JACKSONVILLE, Florida--A 47-year-old software developer was convicted of attempted murder for shooting into a car full of teenagers after an argument over what he called their “thug music,” but jurors couldn't agree on the most serious charge of first-degree murder.

After more than 30 hours of jury deliberations over four days, a mistrial was declared Saturday on the murder charge that Michael Dunn, who is white, faced in the fatal shooting of one of the black teens. The 12 jurors found him guilty of three counts of attempted second-degree murder and a count of firing into an occupied car.

The trial was the latest Florida case to raise questions about self-defense and race, coming six months after George Zimmerman was acquitted in the shooting of 17-year-old Trayvon Martin in Sanford, about 200 kilometers south of Jacksonville. The Dunn trial was prosecuted by the same State Attorney's Office that handled the Zimmerman case.

Dunn was charged with fatally shooting 17-year-old Jordan Davis, of Georgia in 2012 after the argument over loud music coming from the SUV occupied by Davis and three friends outside a Jacksonville convenience store. Dunn had described the music to his fiancee as “thug music.”

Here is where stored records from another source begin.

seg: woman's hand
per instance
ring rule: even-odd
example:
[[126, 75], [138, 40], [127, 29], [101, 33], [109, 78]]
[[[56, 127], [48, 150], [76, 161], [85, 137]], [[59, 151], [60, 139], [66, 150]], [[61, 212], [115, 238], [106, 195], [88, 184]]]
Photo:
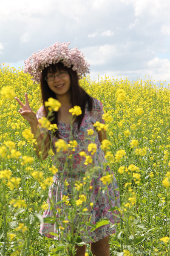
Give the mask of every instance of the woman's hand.
[[25, 105], [17, 98], [15, 97], [15, 99], [18, 102], [20, 105], [22, 107], [20, 108], [18, 112], [23, 116], [23, 117], [26, 119], [29, 123], [32, 124], [36, 122], [37, 122], [37, 119], [35, 113], [31, 108], [28, 99], [27, 93], [25, 93]]

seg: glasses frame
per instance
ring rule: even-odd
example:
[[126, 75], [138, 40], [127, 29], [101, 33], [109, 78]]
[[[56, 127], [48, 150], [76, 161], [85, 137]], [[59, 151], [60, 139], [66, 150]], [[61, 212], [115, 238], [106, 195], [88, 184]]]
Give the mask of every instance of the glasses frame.
[[[52, 79], [52, 80], [50, 80], [50, 81], [48, 80], [48, 77], [49, 76], [45, 76], [45, 77], [44, 78], [44, 79], [46, 81], [47, 81], [47, 82], [48, 82], [48, 81], [51, 82], [51, 81], [54, 81], [54, 80], [55, 79], [56, 76], [57, 76], [59, 78], [62, 78], [62, 77], [64, 77], [65, 76], [67, 76], [67, 75], [68, 73], [68, 71], [61, 71], [60, 73], [60, 75], [62, 75], [62, 73], [63, 73], [63, 76], [59, 76], [58, 75], [60, 75], [60, 74], [57, 74], [57, 75], [52, 75], [52, 76], [54, 76], [54, 79]], [[51, 75], [50, 75], [50, 76], [51, 76]]]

Dunn showed no emotion as the verdicts were read. Each attempted second-degree murder charge carries a maximum sentence of 30 years in prison, while the fourth charge he was convicted on carries a maximum of 15. A sentencing date will be set at a hearing next month.

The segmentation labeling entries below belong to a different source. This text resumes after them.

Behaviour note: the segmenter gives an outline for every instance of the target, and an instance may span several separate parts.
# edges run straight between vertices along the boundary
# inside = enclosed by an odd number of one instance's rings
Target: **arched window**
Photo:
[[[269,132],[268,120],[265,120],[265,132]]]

Davis' parents each left the courtroom in tears, and afterward his mother, Lucia McBath, expressed gratitude for the verdict. Sunday would have been the teen's 19th birthday.

“We are so grateful for the charges that have been brought against him,” McBath said of Dunn. “We are so grateful for the truth. We are so grateful that the jurors were able to understand the common sense of it all.”

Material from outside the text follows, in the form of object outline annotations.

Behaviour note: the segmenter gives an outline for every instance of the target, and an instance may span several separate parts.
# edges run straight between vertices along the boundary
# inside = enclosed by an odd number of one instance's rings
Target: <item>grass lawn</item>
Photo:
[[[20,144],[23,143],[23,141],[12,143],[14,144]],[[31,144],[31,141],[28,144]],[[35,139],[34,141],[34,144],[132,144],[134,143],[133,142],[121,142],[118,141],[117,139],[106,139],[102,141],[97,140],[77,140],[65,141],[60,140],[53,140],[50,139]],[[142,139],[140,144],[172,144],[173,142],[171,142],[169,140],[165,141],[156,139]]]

On Dunn's potentially lengthy sentence, Davis' father, Ron Davis, said: “He's going to learn that he must be remorseful for the killing of my son, that it was not just another day at the office.”

State Attorney Angela Corey said her office planned to retry Dunn on a first-degree murder charge, and she hoped jurors would come forward and tell prosecutors where they questioned their case. Jurors declined to talk to the media.